The correct code should look like this:
```
struct stat st;
stat(directory, &st);
if (!S_ISDIR(st.st_mode)) {
```
On line 39, we append / to path, but we don’t subsequently increment lengthOfBasePath. This means that on line 49, when we append the child file name, that overwrites the /.

You could find this bug by stepping through line-by-line in gdb and printing the path, or by using print statements. If you print path before the while loop, you’ll see that it includes the /, but if you print after, you’ll see the / has been erased.
This function recurses on any child directories, including . and ... This leads to infinite recursion, since . and .. form cycles in the filesystem. The fix is to add this line after line 44:
```
if (strcmp(de->d_name, ".") == 0 || strcmp(de->d_name, "..") == 0) continue;
```

Problem 4: `valgrind` and orphaned file descriptors

This problem may be useful in your assignments to show you how to ensure you aren’t leaking file descriptors.

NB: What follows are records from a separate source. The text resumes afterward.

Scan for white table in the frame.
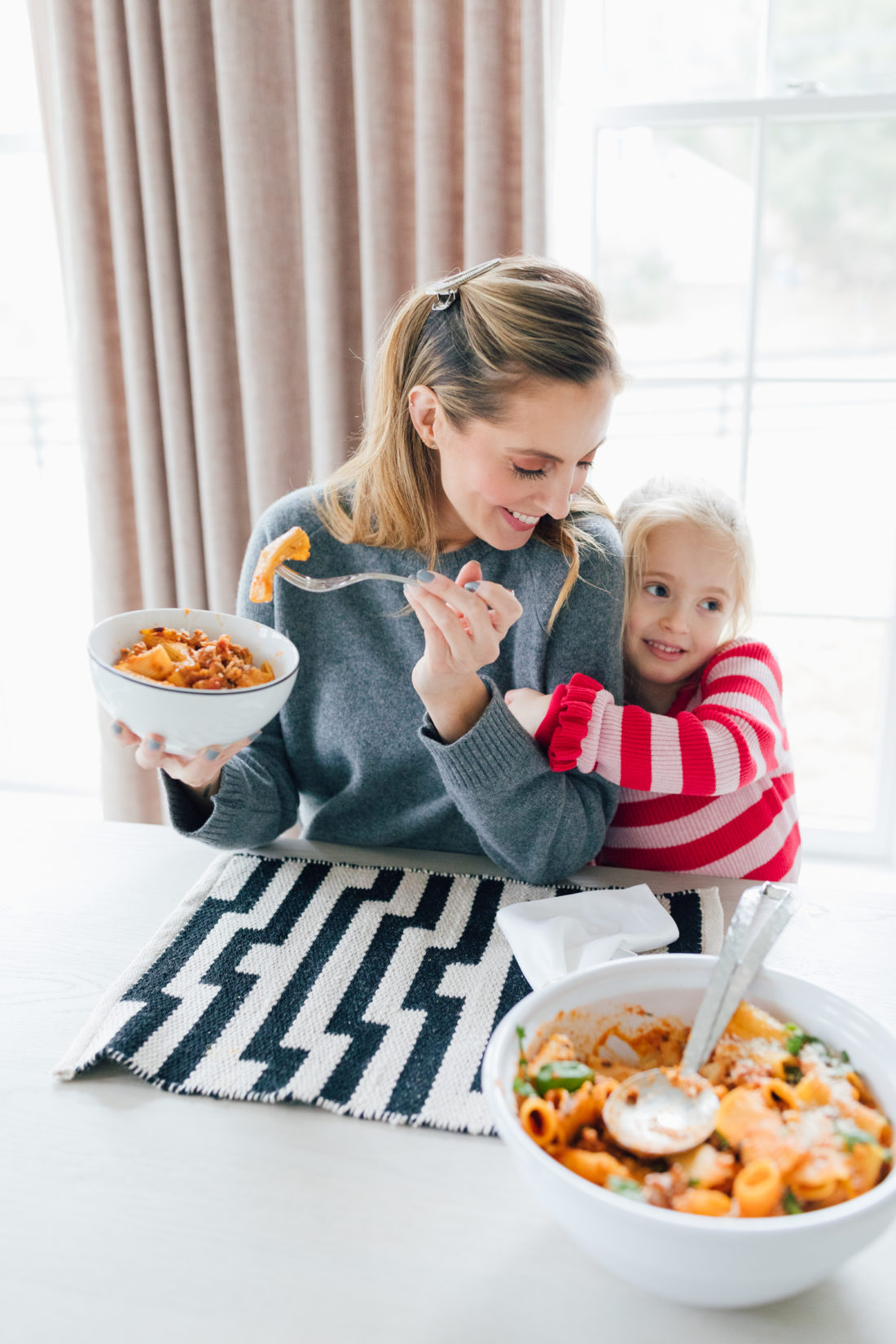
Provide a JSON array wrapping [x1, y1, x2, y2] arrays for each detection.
[[0, 819, 896, 1344]]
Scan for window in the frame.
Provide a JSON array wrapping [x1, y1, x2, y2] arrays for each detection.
[[551, 0, 896, 858], [0, 0, 99, 815]]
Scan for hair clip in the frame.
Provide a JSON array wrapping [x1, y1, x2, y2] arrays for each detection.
[[423, 257, 503, 313]]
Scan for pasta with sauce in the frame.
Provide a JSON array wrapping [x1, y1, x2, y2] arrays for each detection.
[[113, 625, 274, 691], [513, 1003, 894, 1218]]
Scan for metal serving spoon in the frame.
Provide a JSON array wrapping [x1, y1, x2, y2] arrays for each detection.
[[603, 881, 797, 1157]]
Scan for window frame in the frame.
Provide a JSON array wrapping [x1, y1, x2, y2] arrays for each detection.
[[550, 0, 896, 862]]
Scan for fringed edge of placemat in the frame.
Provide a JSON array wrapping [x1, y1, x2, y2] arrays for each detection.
[[54, 850, 239, 1086], [54, 850, 724, 1135]]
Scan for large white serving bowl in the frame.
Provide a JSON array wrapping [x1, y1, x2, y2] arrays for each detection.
[[482, 955, 896, 1307], [87, 606, 298, 755]]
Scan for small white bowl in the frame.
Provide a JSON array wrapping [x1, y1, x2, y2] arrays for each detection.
[[482, 955, 896, 1307], [87, 606, 298, 755]]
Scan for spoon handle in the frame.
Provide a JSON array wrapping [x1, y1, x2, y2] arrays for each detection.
[[681, 881, 797, 1074]]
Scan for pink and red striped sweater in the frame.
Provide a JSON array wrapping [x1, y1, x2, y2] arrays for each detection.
[[536, 639, 799, 881]]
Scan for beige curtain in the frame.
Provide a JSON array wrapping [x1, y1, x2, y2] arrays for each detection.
[[29, 0, 546, 821]]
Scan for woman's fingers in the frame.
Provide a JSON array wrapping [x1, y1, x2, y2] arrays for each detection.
[[414, 589, 499, 668], [121, 728, 261, 789], [112, 719, 140, 747], [406, 560, 523, 670], [163, 732, 259, 789], [468, 579, 523, 639]]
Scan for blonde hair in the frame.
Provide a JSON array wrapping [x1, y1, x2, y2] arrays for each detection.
[[317, 257, 622, 625], [617, 476, 753, 639]]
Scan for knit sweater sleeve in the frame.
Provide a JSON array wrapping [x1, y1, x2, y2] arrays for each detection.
[[538, 641, 784, 797], [420, 525, 622, 883]]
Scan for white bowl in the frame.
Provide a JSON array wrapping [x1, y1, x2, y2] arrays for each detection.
[[87, 606, 298, 755], [482, 955, 896, 1307]]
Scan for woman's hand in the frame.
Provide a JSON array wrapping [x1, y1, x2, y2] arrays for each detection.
[[404, 560, 523, 742], [112, 719, 261, 798], [503, 686, 551, 738]]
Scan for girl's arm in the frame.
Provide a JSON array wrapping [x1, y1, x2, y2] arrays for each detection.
[[536, 641, 786, 797]]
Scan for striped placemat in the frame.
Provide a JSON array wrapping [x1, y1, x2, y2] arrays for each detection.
[[56, 854, 723, 1135]]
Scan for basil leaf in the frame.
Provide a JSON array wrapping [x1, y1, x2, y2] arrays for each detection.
[[782, 1189, 803, 1214], [834, 1119, 875, 1153], [604, 1176, 648, 1204], [534, 1059, 594, 1096]]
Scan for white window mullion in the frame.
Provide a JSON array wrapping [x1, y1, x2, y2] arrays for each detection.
[[739, 117, 767, 501]]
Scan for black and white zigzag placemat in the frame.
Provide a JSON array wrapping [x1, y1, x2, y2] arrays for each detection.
[[56, 854, 722, 1135]]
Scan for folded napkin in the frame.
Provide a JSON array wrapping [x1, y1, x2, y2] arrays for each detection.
[[497, 883, 679, 989]]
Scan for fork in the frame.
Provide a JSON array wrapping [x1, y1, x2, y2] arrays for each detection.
[[274, 564, 416, 593]]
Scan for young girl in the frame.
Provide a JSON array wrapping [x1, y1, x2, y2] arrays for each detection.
[[507, 477, 799, 881]]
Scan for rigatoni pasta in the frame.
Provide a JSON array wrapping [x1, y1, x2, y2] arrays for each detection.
[[113, 625, 274, 691], [515, 1003, 894, 1218]]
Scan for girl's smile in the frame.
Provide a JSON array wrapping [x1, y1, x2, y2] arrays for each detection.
[[625, 521, 736, 714]]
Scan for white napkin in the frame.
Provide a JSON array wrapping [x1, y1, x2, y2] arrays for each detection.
[[499, 883, 679, 989]]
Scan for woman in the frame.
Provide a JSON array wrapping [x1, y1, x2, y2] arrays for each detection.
[[116, 258, 622, 883]]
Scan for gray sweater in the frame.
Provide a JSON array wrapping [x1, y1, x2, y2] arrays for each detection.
[[163, 488, 623, 883]]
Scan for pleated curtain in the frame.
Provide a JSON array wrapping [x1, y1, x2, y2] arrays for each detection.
[[29, 0, 546, 821]]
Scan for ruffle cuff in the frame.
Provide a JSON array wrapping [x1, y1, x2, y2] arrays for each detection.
[[548, 672, 603, 770], [534, 682, 569, 751]]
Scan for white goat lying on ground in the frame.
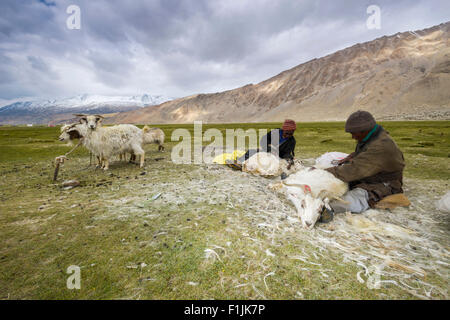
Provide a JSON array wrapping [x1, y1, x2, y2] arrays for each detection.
[[272, 168, 348, 229], [242, 152, 303, 177], [76, 115, 145, 170]]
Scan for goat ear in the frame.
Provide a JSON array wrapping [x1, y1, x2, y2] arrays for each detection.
[[80, 116, 87, 123]]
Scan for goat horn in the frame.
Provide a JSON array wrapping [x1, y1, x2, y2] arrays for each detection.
[[282, 181, 311, 193]]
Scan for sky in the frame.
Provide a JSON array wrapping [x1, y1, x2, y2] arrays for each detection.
[[0, 0, 450, 101]]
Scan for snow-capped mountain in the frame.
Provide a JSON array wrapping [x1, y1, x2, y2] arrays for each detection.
[[0, 94, 171, 124]]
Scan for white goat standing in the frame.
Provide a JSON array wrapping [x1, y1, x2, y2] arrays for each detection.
[[76, 115, 145, 170], [281, 168, 348, 229], [142, 126, 165, 151]]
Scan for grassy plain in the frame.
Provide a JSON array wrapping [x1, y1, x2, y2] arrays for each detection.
[[0, 121, 450, 299]]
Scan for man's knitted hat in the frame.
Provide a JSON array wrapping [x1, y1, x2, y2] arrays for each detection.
[[345, 110, 377, 133], [281, 119, 297, 131]]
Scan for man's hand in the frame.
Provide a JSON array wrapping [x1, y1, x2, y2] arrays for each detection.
[[337, 153, 355, 166]]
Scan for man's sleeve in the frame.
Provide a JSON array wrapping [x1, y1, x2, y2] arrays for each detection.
[[326, 146, 388, 182], [259, 131, 272, 152]]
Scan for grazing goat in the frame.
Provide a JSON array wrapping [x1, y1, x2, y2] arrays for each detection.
[[59, 123, 102, 167], [76, 114, 145, 170], [142, 126, 165, 151], [273, 168, 348, 229]]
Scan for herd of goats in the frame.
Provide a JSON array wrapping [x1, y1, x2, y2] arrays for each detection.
[[59, 114, 348, 229]]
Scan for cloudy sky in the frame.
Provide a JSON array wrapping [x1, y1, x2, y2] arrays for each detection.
[[0, 0, 450, 100]]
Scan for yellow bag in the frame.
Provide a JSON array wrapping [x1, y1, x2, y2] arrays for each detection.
[[213, 150, 245, 164]]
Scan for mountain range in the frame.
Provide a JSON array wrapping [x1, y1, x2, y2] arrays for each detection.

Here’s a very short exercise to enhance your understanding of valgrind and what it can do for you. Start by opening open-fds.cc in the lab1 directory, and trace through the code to keep tabs on what file descriptors are created, properly closed, and orphaned. Then run valgrind ./open-fds to confirm that there aren’t any memory leaks or errors (how could there be?), but then run valgrind --track-fds=yes ./open-fds to get information about the file descriptors that were (intentionally) left open. Without changing the logic of the program, insert as many close statements as necessary so that all file descriptors (including 0, 1, and 2) are properly donated back. (In practice, you do not have to close file descriptors 0, 1, and 2.)

This should be pretty self-explanatory, so I won’t include anything here beyond a remark that you need a close statement for every open descriptor identified by valgrind, and you should be careful to never close a previously closed descriptor.